Once dependent upon direct guarantees to induce consignors to choose Phillips, Dolman says the firm is in a different position now. “Quite often, these big consignments go down, or these big-ticket lots go down, to the financial deal and how your guarantee stacks up and how you can arrange the financing behind the deal. Nothing is stopping us from competing flat out at that area of the market.”

“Phillips has had a tradition of being very good at spotting where the market’s going,” Dolman points out. “We are pretty good, I think, at selecting the right artists at the right moment to seize the new taste changes that are going on. That’s what makes our brand and our proposition resonate so well in Asia, that’s what new collectors in that part of the world are looking for.”

Phillips’s strength in Asia has been buttressed by a new collaboration with Poly Auction, mainland China’s biggest firm. Even though Phillips already had strong ties to the region, through Poly, the auction house was, according to Dolman, able to “discover a completely new pool of bidders who really want to actively engage with us in the contemporary art market.” More bidders result in higher prices. It’s as simple as that.

“Our business in Asia,” Dolman says, “is very much focused on buyers and getting those buyers access to the best works of art that happen to be sitting in Europe and the United States at the moment. The pandemic, interestingly enough, almost supercharged this shift. We saw at Phillips all transactions with Asian clients grew by 30 percent year on year. Five of the top ten lots we sold went to Asia.”

Dolman doesn’t expect that process to slow down or reverse. “I think more and more significant works of art will be taken to Hong Kong for sale,” he says. “We’ve already seen that actually just in the last few months, that that the level of significant postwar American artists that have appeared in Hong Kong auctions now at high prices.”

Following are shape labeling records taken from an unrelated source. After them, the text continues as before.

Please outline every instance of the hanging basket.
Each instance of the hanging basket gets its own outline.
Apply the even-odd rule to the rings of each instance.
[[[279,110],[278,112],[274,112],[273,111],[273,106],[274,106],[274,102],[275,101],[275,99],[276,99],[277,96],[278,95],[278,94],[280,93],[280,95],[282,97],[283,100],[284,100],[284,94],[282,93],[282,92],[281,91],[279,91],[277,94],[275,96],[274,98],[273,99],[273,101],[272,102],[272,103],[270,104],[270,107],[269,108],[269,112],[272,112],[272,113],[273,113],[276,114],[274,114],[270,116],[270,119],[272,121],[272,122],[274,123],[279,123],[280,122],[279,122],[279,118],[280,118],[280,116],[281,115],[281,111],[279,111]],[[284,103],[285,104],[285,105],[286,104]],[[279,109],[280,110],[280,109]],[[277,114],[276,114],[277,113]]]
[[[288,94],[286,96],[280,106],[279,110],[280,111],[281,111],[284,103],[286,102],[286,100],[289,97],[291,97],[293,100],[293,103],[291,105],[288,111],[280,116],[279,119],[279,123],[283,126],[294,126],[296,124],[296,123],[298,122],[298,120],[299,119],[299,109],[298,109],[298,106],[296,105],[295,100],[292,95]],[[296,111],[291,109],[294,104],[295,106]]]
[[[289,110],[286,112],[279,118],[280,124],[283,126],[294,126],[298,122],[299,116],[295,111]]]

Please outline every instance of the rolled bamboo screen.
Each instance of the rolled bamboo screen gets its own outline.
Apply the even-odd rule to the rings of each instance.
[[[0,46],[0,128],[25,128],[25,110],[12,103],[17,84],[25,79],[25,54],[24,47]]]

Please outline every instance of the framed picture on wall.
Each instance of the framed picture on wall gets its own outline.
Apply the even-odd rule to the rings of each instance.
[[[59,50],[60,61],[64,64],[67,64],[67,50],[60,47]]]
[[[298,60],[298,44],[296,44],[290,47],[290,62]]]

“When Phillips joined the fray in Hong Kong with 20th century sales about five, six years ago now,” Dolman reflects, “we were actually the first auction house to genuinely mix Western contemporary art and Asian contemporary art in the same sale. We had sensed that that collecting community were  no longer just collecting Chinese art.”

That demand has unleashed interest in consigning Western works to Hong Kong sales. The move that might have caused sellers some concern even a few years ago, but has now become a sought-after opportunity. “People want to sell now in Hong Kong,” Dolman says.